P.s.: «Ho sempre pensato di non dover rendere conto a nessuno, se non a scienza e coscienza. Dove per scienza intendo i miei studi e per coscienza la mia fede. Del potere non ho mai avuto soggezione»[13]. Così Lorenza Carlassare, studiosa di diritto costituzionale, scomparsa negli scorsi giorni. Non sempre ho condiviso i giudizi di Carlassare in tema di politica & costituzione. Nondimeno, in queste sue parole trovo una sintesi efficace di ciò che penso si debba intendere per libertà in senso pieno. Cioè per libertà politica.

 

NOTE

[1] Vedi ad esempio il “Corriere della Sera”, 24 agosto 2022.

[2] Vedi G. Nevola, Lo studio della cultura politica, in “Quaderni di Scienza Politica”, 2, 2017.

[3] Sul punto sono di riferimento B. Constant, La libertà degli antichi, paragonata a quella dei moderni (1819), Einaudi, 2001; I. Berlin, Quattro saggi sulla libertà, Feltrinelli, 1989.

[4] Vedi J. Stuart Mill, Saggio sulla libertà, Il Saggiatore, 1981.

[5] S. Belardinelli, La libertà individuale e i suoi limiti. L’idea di controllare la complessità che regola la società è un’illusione, in “Il Foglio”, 24 agosto 2022.

[6] Del tema mi sono occupato in diversi articoli presenti sul sito “Tempi difficili”.

[7] Vedi G. Nevola, È guerra tra Ucraina e Russia. Lunga crisi dell’ordine internazionale liberale e tramonto della “fine della storia”, in “Tempi difficili, 22 aprile 2022, e in “Sinistrainrete”, 11 maggio 2022.

[8] Al riguardo rimando a G. Nevola, Dialogo tra Potere e Libertà. Lo sguardo del vecchio russo sui nostri tempi, in “Tempi difficili”, 21 dicembre 2021.

[9] Tutte le citazioni di Camus sono tratte da: A. Camus, Il pane e la libertà, in Id., Conferenze e discorsi, Bompiani, 2020.

[10] Questa e la precedente citazione sono tratta da A. de Tocqueville, La democrazia in America, Einaudi, 2006.

[11] Sul tema vedi G. Nevola, Potere della crisi e retoriche dello screditamento, in “Tempi difficili”, 18 agosto 2022 e in “Sinistrainrete”, 23 agosto 2022.

[12] Vedi R. Michels, La sociologia del partito politico, il Mulino, 1966.

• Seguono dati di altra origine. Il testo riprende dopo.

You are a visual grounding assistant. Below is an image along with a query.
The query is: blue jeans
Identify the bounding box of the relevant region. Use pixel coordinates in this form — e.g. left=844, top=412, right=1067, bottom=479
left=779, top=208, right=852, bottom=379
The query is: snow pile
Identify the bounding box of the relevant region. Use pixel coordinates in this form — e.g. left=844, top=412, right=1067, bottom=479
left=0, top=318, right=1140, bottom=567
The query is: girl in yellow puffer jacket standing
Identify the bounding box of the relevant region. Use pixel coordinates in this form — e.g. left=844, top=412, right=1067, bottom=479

[13] Così Lorenza Carlassare, studiosa di diritto costituzionale, scomparsa negli scorsi giorni. Non sempre ho condiviso i giudizi di Carlassare in tema di politica & costituzione. Così, ad esempio, non voglio nascondere come le stesse costituzioni abbiano, oggi e storicamente, un rapporto assai ambiguo con la libertà. Nondimeno, in queste sue parole trovo una sintesi efficace di ciò che penso si debba intendere per libertà in senso pieno. Cioè per libertà politica. La citazione è presa dall’articolo Lorenza Carlassare, una donna libera per la Costituzione, in “Il Fatto Quotidiano”, 22 agosto 2022.


Pubblicato su questo sito il 27 agosto 2022

One Reply to “Pane e libertà. O della cugina povera rimasta vedova”

  1. La Libertà, connessa a giustizia, é ancora un fondamento costituzionale? il prof. Nevola critica la nostra classe politica immobile, orba di spirito oggi più ancora che ai tempi del Manzoni. Verissimo, ma come sostiene il nostro autore, siamo senza una guida teorica da tempo. In un tempo antichissimo, negli anni delle targhe alterne, si alzò il grido d’allarme di Ugo la Malfa, un richiamo di sapore mazziniano ai doveri: parlamento silente e inflazione a due cifre. Votiamo ma consapevoli del fatto che il messaggio gramsciano ha cambiato segno: al novello pessimismo della volontà si risponde con la ragione.